Catholic University Business School Helps Clergy Prepare - Practically - to be Leaders
Congratulations! Your bishop has named you a pastor. Now what do you do? For some priests, it has been many years from when they attended seminary to when they become a pastor. Do they know how to tackle the administrative demands of being a pastor?
Close to 20 priests from dioceses across the country are graduating this week with master’s degrees in Ecclesial Administration and Management (M.E.A.M.) from Catholic University’s Busch School of Business.
In August, a new class of clergy will begin the one year 30-credit online program designed to prepare them for effective and efficient parish and diocesan leadership. The curriculum was designed in collaboration with the Catholic University schools of Theology and Religious Studies, Canon Law, and Architecture and Planning in order to maximize the student-priests’ access to University experts who can educate them in intersecting subject areas.
“For most new pastors — and even for seasoned ones — navigating the landscape of parish administration can be a complicated matter,” says Monsignor Joseph Celano, a student in the program from the Diocese of Metuchen, N.J. “The M.E.A.M. program is designed with this complicated landscape in mind. It gives priests the practical knowledge and skills they need in areas such as financial administration, human resource management, strategic and operational planning, canon law, and other areas related to administration and management while placing it within the broader context of Catholic social teaching and the mission of the Church.

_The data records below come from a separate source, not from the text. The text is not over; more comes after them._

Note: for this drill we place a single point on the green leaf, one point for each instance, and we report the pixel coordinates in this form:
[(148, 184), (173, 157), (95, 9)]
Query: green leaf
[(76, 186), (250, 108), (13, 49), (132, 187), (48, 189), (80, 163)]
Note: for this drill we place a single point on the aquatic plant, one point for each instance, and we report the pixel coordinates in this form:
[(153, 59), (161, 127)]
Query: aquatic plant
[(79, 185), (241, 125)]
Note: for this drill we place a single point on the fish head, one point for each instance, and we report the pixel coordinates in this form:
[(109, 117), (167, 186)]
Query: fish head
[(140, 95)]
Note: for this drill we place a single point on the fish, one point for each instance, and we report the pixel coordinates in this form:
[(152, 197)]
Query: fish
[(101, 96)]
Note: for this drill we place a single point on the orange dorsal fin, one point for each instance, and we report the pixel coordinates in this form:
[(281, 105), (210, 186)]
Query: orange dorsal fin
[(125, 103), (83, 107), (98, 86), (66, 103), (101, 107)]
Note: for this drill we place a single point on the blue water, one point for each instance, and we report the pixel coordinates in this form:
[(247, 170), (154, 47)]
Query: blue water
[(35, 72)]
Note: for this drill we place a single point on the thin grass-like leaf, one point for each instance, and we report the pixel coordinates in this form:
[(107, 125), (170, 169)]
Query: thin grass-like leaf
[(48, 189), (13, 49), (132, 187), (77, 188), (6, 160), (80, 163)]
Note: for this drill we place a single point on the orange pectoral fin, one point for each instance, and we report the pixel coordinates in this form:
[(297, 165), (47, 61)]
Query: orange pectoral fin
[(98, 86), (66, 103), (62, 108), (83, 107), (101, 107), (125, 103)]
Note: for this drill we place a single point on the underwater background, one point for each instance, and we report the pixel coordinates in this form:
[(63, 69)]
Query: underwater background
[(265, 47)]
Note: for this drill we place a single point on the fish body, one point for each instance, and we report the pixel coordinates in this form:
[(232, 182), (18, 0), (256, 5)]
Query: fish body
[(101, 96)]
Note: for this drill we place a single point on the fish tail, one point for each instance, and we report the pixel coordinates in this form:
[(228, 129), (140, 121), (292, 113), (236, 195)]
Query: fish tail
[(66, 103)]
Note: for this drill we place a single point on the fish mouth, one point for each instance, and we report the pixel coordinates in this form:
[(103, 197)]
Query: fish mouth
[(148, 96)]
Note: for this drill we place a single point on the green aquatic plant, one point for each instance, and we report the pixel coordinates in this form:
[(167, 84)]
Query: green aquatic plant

Every priest, whether he is new to administration or he wants to hone a skill set he has already learned, can benefit from this program.”
The degree can also be helpful for clergy working at the diocesan level. “The M.E.A.M. program helps me daily in my role as vicar general and moderator of the curia,” says Rev. Jeffrey Day from the Diocese of Detroit. “I discuss often what I am learning with department directors and my archbishop.”
The program has been endorsed by many bishops, including Cardinal Donald Wuerl, archbishop of Washington and Chancellor of the University; Archbishop Jóse Gómez of Los Angeles; and Bishop James Checchio of Metuchen, N.J.
Cardinal Wuerl has called the program “a welcome resource to guide pastors and their finance councils through a planning and budgeting cycle with an eye to good consultation, collaboration, and communication.”